Sara Peters contributed this post to the blog in the theme of enriching our lives by living more sustainably.
It is November 29 and nine days ago I checked the battery voltage for our mini-grid solar power system and AHHHHH!, it was LOW. After running around to the four other houses that are affected when we shut off our system, I switched the inverter off. The weather forecast promised sun in just two short days. We would be back into a voltage range for limited use of lights and computers in no time! Forecasts are educated guesses and no matter how educated the guess, it can still be wrong.
We had no power the first few days and then turned the inverter on for limited use of computers and internet for two hours a day. Limiting ourselves these ways and a minor input of watts even on gray days helped bring our battery voltage out of the danger zone and keep it out. And on the ninth day the sun is shining!
One might not think folks at an ecovillage would be very computer reliant. Well you haven’t been to Dancing Rabbit in the last few years. I am guessing here, but likely close to half of our group decisions are made via email. If you want to be in the know about what events are happening, checking email daily or even multiple times a day is the thing to do. Like much of the broader society, folks here connect with friends and family and keep up with current events via email, facebook, twitter, online news sources, etc. In fact, regular facebook users in our midst know far more about what others here are up to than a comparative Luddite like myself can discover from just chatting with folk on the path.
So when the available power gets low, what do a bunch of internet addicted ecovillagers do? First, we panic. How will we get our work done? (some of us earn our income via the internet.) Committee work can come to a standstill with no way to send out proposals and no one able to respond to them. And what will some of us do without regular twitter updates on the Occupy Movement?! Then, we light candles, open those books we have been meaning to read, visit with our neighbors, play games and put puzzles together. People host events with acoustic music or gather for low power use events like listening to podcasts and discussion after. We commune with each other.
Living with an off-grid solar power system can mean some inconveniences at times. It can mean examining, somewhat uncomfortably, how we use technology. It helps open our eyes to unhealthy patterns and gives us renewed appreciation for living in community. It shows us how rich and full life can be without twitter (gasp!).

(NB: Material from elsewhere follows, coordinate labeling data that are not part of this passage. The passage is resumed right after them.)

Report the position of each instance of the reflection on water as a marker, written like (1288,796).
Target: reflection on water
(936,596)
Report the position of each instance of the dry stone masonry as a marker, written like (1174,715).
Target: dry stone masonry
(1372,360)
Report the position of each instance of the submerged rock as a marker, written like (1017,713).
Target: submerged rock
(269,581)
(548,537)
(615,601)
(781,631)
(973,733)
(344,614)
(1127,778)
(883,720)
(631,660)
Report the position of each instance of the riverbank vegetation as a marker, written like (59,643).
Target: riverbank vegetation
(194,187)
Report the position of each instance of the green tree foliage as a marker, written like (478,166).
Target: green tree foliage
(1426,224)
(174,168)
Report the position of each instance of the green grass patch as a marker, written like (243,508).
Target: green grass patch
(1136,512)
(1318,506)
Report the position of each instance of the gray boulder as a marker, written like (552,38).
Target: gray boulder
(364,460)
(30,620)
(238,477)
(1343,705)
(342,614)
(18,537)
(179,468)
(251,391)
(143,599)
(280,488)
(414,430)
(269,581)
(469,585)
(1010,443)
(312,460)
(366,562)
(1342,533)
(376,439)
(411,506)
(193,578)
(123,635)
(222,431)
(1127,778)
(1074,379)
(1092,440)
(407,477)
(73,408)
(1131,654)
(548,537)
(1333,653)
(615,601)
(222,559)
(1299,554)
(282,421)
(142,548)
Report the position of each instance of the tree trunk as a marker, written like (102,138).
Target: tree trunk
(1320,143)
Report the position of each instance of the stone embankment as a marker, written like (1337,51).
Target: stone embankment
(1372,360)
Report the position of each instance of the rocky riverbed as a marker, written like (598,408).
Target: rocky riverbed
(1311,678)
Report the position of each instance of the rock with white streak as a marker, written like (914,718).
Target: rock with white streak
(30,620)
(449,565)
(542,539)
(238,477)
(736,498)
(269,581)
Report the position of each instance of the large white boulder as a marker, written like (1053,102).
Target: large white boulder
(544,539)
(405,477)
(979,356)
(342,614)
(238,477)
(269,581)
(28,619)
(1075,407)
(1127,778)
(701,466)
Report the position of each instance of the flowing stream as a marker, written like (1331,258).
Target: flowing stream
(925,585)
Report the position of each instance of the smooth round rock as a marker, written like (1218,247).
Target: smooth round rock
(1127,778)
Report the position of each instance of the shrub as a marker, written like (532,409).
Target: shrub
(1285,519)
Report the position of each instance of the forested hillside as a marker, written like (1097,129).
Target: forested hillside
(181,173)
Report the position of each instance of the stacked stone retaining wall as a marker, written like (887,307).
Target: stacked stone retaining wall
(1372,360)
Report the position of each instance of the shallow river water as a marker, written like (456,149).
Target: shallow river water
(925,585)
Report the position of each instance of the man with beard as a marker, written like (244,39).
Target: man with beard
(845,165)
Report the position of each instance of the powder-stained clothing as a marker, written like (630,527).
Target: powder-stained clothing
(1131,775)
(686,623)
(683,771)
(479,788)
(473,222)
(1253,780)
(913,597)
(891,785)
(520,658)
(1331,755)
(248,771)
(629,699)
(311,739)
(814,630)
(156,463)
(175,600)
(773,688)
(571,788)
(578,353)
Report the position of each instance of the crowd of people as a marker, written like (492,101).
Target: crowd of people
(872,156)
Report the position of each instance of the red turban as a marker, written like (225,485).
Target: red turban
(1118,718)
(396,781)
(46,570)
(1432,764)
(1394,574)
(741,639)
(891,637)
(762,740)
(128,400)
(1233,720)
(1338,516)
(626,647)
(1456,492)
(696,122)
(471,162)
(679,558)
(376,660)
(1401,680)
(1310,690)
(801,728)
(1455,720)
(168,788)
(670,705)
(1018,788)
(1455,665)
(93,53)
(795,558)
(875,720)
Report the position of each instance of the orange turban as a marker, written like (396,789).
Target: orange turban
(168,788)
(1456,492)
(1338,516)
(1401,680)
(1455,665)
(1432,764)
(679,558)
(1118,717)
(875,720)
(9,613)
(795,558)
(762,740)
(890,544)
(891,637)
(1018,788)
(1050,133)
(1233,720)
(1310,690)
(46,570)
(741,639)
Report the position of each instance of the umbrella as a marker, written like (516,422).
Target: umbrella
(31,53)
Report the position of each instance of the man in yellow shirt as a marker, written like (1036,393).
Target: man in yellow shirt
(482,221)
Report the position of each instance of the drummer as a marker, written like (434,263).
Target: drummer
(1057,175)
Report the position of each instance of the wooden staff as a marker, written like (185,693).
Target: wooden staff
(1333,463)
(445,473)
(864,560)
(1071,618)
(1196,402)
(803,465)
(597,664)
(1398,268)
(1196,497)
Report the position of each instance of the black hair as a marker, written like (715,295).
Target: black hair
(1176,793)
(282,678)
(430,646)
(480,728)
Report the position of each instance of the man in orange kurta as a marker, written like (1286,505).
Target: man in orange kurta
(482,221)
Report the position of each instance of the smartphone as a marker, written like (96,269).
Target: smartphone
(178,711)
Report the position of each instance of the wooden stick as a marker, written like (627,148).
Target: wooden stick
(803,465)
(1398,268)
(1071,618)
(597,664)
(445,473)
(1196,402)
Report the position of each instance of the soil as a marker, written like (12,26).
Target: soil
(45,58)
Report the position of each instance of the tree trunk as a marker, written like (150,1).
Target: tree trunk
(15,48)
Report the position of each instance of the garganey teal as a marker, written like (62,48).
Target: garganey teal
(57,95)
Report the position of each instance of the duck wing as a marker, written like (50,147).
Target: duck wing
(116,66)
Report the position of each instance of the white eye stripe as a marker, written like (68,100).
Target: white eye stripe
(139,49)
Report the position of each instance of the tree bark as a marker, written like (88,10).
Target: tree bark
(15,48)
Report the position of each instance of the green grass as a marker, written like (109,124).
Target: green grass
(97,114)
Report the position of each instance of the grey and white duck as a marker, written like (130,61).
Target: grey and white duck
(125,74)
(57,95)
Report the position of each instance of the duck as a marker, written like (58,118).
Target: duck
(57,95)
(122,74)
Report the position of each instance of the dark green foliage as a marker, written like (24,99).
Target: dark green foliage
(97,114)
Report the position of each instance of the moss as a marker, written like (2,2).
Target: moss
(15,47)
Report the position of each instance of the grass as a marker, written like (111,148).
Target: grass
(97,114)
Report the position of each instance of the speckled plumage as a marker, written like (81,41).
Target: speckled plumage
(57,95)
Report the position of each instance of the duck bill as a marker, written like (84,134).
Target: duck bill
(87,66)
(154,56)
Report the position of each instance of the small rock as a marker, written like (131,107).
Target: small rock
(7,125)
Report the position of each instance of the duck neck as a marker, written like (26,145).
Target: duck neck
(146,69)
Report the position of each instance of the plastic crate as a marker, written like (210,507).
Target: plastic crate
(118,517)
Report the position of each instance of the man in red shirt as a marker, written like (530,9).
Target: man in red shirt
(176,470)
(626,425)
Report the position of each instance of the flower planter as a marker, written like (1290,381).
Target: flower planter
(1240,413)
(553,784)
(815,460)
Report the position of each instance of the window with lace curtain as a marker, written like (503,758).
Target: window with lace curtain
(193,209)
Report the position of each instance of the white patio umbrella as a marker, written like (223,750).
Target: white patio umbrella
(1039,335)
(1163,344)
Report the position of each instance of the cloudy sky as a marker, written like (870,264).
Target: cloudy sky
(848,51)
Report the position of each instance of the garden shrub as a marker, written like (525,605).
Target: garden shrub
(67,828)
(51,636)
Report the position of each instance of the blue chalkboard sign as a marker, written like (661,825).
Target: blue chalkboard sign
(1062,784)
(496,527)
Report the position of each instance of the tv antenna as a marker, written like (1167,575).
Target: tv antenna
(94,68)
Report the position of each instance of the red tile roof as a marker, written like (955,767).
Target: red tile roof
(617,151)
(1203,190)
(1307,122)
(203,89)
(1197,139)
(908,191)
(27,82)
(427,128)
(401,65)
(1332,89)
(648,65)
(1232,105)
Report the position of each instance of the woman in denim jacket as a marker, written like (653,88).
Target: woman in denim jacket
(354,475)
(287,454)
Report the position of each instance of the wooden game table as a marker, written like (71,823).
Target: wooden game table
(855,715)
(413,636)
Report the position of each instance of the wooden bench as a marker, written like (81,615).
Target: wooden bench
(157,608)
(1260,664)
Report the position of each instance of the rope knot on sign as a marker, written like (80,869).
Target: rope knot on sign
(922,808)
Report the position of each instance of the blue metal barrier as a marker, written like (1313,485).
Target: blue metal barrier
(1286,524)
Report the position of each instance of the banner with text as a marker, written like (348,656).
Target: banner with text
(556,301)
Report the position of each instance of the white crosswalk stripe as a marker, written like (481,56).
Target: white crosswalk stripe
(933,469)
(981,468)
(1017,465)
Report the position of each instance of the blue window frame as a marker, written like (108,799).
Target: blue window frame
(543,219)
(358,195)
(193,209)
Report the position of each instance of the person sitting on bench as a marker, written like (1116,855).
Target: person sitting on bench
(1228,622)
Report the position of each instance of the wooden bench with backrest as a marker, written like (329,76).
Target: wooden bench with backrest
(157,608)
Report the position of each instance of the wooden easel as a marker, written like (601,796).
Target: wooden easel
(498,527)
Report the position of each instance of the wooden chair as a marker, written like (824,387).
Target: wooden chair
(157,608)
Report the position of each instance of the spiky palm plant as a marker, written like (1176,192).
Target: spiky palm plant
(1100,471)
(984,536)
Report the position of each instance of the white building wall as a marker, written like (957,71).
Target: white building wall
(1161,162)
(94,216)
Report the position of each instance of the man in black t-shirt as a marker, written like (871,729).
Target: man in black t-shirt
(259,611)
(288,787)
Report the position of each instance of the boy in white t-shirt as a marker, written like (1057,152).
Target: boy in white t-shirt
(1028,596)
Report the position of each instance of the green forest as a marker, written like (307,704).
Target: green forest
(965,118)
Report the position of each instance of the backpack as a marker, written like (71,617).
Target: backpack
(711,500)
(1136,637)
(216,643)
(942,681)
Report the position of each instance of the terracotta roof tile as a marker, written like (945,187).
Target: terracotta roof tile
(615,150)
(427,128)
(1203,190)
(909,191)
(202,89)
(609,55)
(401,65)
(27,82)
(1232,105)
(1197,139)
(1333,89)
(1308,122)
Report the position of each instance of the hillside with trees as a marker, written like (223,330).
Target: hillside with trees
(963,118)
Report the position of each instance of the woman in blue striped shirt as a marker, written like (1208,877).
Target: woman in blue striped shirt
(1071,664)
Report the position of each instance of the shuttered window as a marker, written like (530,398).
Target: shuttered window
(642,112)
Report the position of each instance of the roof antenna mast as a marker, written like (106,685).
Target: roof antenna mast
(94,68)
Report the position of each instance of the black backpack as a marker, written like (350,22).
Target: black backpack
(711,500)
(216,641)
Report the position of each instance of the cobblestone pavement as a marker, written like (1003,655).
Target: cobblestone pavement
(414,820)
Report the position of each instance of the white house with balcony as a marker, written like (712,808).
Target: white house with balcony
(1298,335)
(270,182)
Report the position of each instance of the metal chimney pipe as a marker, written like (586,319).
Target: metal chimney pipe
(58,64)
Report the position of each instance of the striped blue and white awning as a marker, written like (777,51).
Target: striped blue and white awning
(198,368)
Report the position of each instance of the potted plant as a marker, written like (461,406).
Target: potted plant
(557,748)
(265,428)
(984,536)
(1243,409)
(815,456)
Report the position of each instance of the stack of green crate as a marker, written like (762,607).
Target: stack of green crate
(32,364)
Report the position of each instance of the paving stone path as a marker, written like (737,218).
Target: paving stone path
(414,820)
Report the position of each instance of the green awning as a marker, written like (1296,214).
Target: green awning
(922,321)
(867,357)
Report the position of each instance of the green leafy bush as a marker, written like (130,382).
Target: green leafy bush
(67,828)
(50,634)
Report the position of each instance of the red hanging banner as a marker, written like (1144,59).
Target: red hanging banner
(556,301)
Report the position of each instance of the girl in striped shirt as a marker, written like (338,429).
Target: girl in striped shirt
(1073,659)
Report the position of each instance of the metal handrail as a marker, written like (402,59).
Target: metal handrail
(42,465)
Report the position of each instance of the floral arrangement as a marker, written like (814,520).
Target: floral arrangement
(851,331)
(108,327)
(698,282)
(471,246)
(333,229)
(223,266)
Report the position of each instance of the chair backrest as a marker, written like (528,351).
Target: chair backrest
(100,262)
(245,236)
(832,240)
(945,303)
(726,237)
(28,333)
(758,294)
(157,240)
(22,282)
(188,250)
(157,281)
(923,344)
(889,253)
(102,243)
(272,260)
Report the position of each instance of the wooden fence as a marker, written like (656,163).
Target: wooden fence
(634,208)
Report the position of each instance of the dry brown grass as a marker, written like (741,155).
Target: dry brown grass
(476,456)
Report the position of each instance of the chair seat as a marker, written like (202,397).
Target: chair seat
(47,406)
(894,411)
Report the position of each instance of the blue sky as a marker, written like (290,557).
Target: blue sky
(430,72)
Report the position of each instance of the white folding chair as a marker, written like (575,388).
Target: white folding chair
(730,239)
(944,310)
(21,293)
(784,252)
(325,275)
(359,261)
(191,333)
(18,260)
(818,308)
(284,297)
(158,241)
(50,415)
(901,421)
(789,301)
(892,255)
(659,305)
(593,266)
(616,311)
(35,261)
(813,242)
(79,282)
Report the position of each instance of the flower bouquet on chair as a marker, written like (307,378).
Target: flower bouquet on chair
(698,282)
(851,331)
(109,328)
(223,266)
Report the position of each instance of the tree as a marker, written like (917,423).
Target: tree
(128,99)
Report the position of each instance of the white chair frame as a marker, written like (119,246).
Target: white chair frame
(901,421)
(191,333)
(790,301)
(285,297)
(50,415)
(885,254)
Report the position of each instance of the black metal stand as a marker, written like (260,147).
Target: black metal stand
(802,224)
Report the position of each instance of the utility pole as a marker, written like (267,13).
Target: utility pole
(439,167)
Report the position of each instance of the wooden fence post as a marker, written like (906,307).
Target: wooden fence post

NOTE: Change is in our midst. Better Energy for Dancing Rabbit (BEDR), a grid-inter-tie, alternative power cooperative serving Dancing Rabbit Ecovillage, has come online. Several buildings including our common house now have far more regularly reliable power. Many buildings still maintain off-grid systems. As our access to regularly available electricity shifts, so too will our culture and our opportunities to re-learn what it is like to be without. I wonder what that will be like?